GBPUSD has been trading within a downward sloping channel since June 1, while more recently, it hit a fresh 13-month low of 1.3193 before turning higher. Also, the price resumed its downward move after it found strong resistance around the 200-day simple moving average (SMA) and the 61.8% Fibonacci retracement level of the down leg from 1.4248 to 1.3193 at 1.3845.
Technically, the bias is looking bearish as the MACD oscillator is edging sideways in the negative territory, while the RSI is heading north after touching its 30 oversold level. In trend indicators, the short-term SMAs are still following the declining price action.

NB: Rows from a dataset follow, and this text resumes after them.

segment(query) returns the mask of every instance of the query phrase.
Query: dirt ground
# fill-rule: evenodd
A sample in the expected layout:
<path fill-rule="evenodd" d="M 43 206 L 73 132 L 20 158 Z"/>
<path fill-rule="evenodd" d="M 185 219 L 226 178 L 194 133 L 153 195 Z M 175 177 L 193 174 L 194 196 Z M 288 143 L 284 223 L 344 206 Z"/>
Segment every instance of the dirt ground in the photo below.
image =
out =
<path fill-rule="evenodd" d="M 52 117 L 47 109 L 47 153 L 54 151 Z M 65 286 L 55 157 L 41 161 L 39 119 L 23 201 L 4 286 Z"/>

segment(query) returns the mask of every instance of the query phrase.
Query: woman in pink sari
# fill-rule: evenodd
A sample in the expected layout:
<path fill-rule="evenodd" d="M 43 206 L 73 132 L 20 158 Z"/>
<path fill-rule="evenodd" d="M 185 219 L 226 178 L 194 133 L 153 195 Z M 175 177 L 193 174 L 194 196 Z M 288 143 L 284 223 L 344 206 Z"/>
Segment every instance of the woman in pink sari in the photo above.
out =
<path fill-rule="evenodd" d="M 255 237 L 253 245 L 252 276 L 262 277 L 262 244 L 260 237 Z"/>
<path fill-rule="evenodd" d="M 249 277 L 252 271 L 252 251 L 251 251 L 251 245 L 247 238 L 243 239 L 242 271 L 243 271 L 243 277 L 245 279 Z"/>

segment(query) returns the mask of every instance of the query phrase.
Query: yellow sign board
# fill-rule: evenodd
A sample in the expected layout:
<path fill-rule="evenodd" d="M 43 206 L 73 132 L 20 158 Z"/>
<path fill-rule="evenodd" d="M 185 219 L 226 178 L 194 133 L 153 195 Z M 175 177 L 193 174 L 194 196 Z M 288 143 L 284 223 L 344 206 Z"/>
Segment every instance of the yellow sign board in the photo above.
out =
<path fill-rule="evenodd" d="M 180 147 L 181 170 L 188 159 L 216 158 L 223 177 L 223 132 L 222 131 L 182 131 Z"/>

If sellers sink below the 13-month low of 1.3193, they could meet the return line of the descending pattern around the 1.3105 support. Steeper declines under the line would need to tackle a more durable support section from 1.2855 to the 1.2655 low to persist.
If buying interest picks up, early resistance could occur at the 1.3370 tough barrier, which overlaps with the 20-day SMA. A violation of this level may boost the pair towards the 23.6% Fibonacci of 1.3442 and the 1.3510 barrier. If advances endure past these obstacles, buyers could then target the 38.2% Fibonacci of 1.3595, before considering the break above the channel for more bullish moves.
Overall, the very short-term picture remains bearish below the descending line. A break below 1.3193 would further worsen the outlook.